Clinical Development

EpiCept initiated a placebo-controlled dose-response Phase IIa clinical trial in the U.S. In this clinical trial, the Company tested two dosage formulations of LidoPAIN BP (70mg or 140mg Lidocaine) compared to placebo. Each patch was applied once daily for three days to 43 subjects with acute muscular skeletal lower back pain of at least moderate intensity. Subjects abstained from other analgesics and other therapeutic regimens.

The primary endpoint for this trial was pain intensity measured by a 5-point numerical pain scale where 0 indicated no pain and 5 indicated severe pain. Pain measurements were made at various times over the three-day duration of the trial. EpiCept assessed a number of secondary endpoints, including pain relief, muscle stiffness and global satisfaction. The trial demonstrated a dose-related statistically significant reduction in back pain intensity and muscle stiffness as well as increase in pain relief from the initiation of the trial.

LidoPAIN® BP Placebo-Controlled Dose-Response

In January 2002, EpiCept initiated a double-blind, placebo-controlled Phase IIb clinical trial in three centers in the U.S. In this clinical trial, the Company tested a LidoPAIN BP patch measuring 150 sq. cm. with a 19.0 percent concentration of lidocaine. Each patch was applied once daily for three days to 198 subjects with acute lower back pain of at least moderate intensity. Subjects abstained from other analgesics and other therapeutic regimens.

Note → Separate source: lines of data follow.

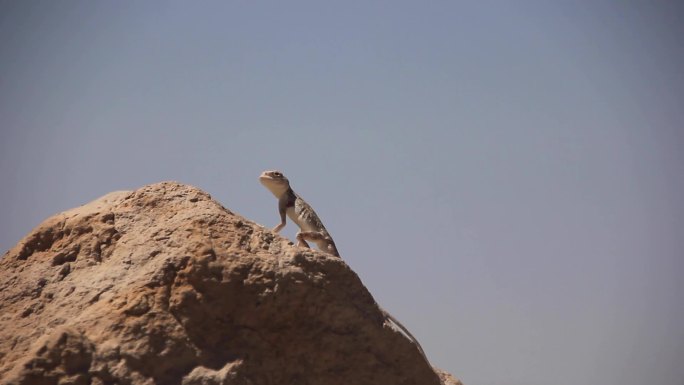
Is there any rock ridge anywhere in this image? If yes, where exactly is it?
[0,182,460,385]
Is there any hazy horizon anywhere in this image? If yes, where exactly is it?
[0,0,684,385]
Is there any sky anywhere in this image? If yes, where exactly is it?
[0,0,684,385]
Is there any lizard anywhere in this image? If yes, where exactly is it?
[259,170,429,362]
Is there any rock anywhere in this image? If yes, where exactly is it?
[0,182,458,385]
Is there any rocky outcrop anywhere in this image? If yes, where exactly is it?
[0,182,458,385]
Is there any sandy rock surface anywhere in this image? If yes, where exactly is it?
[0,182,460,385]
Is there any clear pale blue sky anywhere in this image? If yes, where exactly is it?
[0,0,684,385]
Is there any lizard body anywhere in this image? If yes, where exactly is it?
[259,171,340,257]
[259,171,429,362]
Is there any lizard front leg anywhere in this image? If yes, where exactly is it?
[273,204,287,233]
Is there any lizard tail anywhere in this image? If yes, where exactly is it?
[378,305,430,363]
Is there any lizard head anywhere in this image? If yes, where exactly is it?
[259,170,290,197]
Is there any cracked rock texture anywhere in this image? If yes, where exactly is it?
[0,182,460,385]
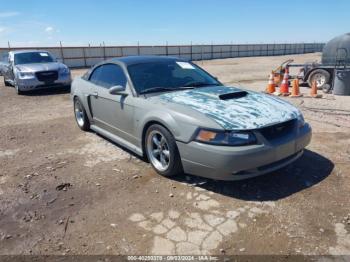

Although the results at two of the three centers in this study did indicate that LidoPAIN BP had a greater analgesic effect as compared to the placebo control, the results at a third center were contradictory. At that center, the trial subjects who received placebo reported an analgesic effect that exceeded the analgesic effect reported by the subjects receiving LidoPAIN BP. After the trial, an EpiCept consultant concluded that the unusually large placebo effect reported at this center most likely resulted because many of the subjects may have been concerned that a failure to report an analgesic effect would result in a loss of the stipend offered as compensation for participation in the trial. Due to the results reported at this center, this clinical trial did not demonstrate a statistically significant analgesic effect.